As you can predict .. uproar.
Two thing disturb me about this - first, and most concerning, over half of New Zealanders who were interviewed sided with the woman, thinking that she was well within her rights and that, though they would have given up their seats, they understand why the elite flier didn't. (a hit of a 'those damned disabled people and their demands' comes through). Yikes ... there is a hardening of attitudes towards those of us in the disability community.
The second is that the discussion is about the woman with a disability at all. She is a completely passive player in the story. Let's review:
1) she did not ask for that seat, she had a seat
2) the airline placed her there at their convenience, not hers
3) she could not have predicted that they wouldn't have an aisle chair available
4) the airline was asking the woman to move to accommodate the needs of the woman with a disability but that was disingenuous, they were actually asking her to move to accommodate the airlines needs.
Therefore this was a dispute between the airline and and elite flier. Disability is only a sidebar to the story. Yet, this story has made it out like:
1) disabled people are demanding
2) disabled people expect special treatment
3) disabled people are a nuisance
and most concerningly these days ...
4) disabled people take resources away from non-disabled people
I don't know Ms Black, of course, but I have been in these situations - I'd like to be as invisible as possible when in these situations.

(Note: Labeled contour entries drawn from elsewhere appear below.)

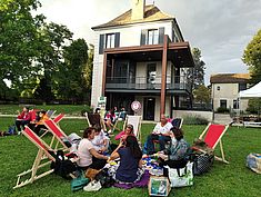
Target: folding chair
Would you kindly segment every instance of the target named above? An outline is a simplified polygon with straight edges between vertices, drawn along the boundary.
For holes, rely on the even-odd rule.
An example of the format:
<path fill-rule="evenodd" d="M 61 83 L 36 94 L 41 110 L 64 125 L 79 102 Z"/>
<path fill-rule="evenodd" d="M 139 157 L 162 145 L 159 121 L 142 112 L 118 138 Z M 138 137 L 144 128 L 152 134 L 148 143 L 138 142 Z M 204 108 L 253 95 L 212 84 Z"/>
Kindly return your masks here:
<path fill-rule="evenodd" d="M 53 169 L 50 169 L 50 168 L 48 168 L 48 170 L 46 170 L 39 175 L 37 173 L 38 173 L 38 169 L 40 169 L 47 165 L 50 165 L 51 161 L 56 161 L 56 158 L 53 156 L 51 156 L 48 151 L 48 150 L 52 150 L 52 149 L 44 141 L 42 141 L 42 139 L 38 135 L 36 135 L 29 127 L 26 126 L 26 129 L 22 131 L 22 134 L 32 144 L 34 144 L 39 148 L 39 150 L 38 150 L 36 159 L 34 159 L 34 162 L 32 165 L 32 168 L 18 175 L 17 185 L 13 187 L 13 189 L 26 186 L 28 184 L 31 184 L 34 180 L 51 174 L 53 171 Z M 20 180 L 23 176 L 26 176 L 28 174 L 31 174 L 30 178 L 28 178 L 23 181 Z"/>
<path fill-rule="evenodd" d="M 104 131 L 107 131 L 106 124 L 99 114 L 86 112 L 86 118 L 89 127 L 100 126 Z"/>
<path fill-rule="evenodd" d="M 177 127 L 179 129 L 181 129 L 182 125 L 183 125 L 183 118 L 174 118 L 171 120 L 171 125 L 173 127 Z"/>
<path fill-rule="evenodd" d="M 213 150 L 215 149 L 217 145 L 219 144 L 220 151 L 221 151 L 221 158 L 218 156 L 214 156 L 214 158 L 217 160 L 223 161 L 225 164 L 229 164 L 229 161 L 224 159 L 224 150 L 223 150 L 223 145 L 222 145 L 221 138 L 223 137 L 223 135 L 228 130 L 228 128 L 229 128 L 229 126 L 225 126 L 225 125 L 209 124 L 199 137 L 199 139 L 203 139 L 203 141 L 207 144 L 207 146 Z M 199 147 L 192 147 L 192 148 L 198 149 L 200 151 L 204 151 L 204 150 L 200 149 Z"/>
<path fill-rule="evenodd" d="M 129 124 L 133 126 L 133 132 L 134 132 L 137 139 L 139 141 L 141 141 L 141 134 L 140 134 L 140 130 L 141 130 L 141 116 L 129 116 L 129 115 L 127 115 L 126 121 L 123 124 L 123 130 L 126 129 L 126 127 Z"/>
<path fill-rule="evenodd" d="M 57 111 L 56 110 L 48 110 L 47 116 L 51 118 Z"/>
<path fill-rule="evenodd" d="M 60 142 L 63 149 L 69 151 L 70 146 L 67 144 L 69 142 L 68 136 L 61 130 L 61 128 L 54 122 L 54 120 L 52 119 L 46 120 L 44 126 L 53 135 L 50 147 L 52 147 L 54 139 L 57 139 L 57 145 L 54 147 L 54 150 L 58 149 Z"/>

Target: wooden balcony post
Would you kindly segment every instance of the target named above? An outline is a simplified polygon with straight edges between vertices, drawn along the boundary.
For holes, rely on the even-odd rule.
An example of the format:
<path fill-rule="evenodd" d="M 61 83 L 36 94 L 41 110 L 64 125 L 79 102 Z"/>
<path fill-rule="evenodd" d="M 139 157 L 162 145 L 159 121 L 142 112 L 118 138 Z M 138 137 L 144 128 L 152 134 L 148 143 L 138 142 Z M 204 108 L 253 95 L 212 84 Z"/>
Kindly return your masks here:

When stores, or hotels, or airlines centre me out I go through all 27 layers of hell (those who fit the norm think there are much fewer) as things get resolved. And yet, in each situation, I am seen as the problem - when, I'm not ...
A little example:
I book a hotel room, make it clear when I'm doing so I need the accessible room, I receive an email guaranteeing me the accessible room. I arrive to find out that a clerk has, five minutes before, checked another guest into the room reserved for me. Much upset ensues. The other guest is called and asked to vacate the room. Other guest comes down, glares at me for disturbing him. The reputation of disabled people sinks - seldom does anyone recognise that the guest is being asked to move by the hotel, because of their error, not by me. It becomes about me, not about a clerk who mistakenly gave my room away, not about a hotel that has a very loose policy about accessible rooms, not about the fact that I had only one option and that I booked that option. No, it becomes about what 'disabled people want.'
There are thousands of other examples. All of which shift the focus away from the real issue - which isn't my disability - and makes it suddenly like a spotlight has been shone on my wheelchair.

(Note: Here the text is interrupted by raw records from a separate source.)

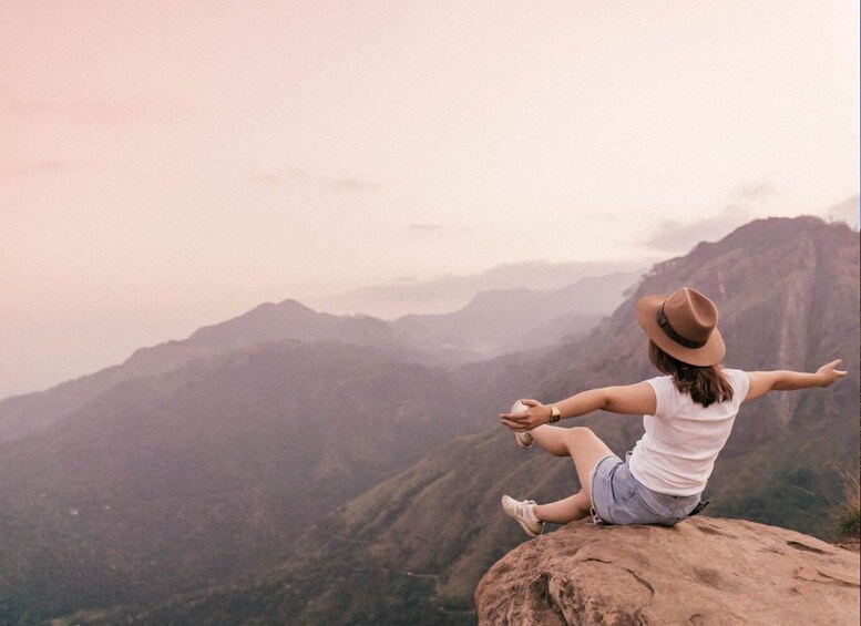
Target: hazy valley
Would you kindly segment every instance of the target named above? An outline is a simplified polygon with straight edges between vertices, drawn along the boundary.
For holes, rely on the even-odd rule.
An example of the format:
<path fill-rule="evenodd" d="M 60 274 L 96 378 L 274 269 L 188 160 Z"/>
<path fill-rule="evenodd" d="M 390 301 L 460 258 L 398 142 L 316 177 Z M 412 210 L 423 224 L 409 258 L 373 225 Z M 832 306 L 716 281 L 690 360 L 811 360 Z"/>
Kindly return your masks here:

This story isn't about anything more than an airline asking a passenger to move to accommodate their needs in boarding the plane and getting off the ground on time. Yet, I'll bet that most of the people on that flight will talk about disability not about the unpreparedness of the airline with the right equipment and the attitude of someeone who believes that their needs need to be accommodated.
That's right - this is about needs demanding to be accommodated - the needs of ego, not the needs of mobility.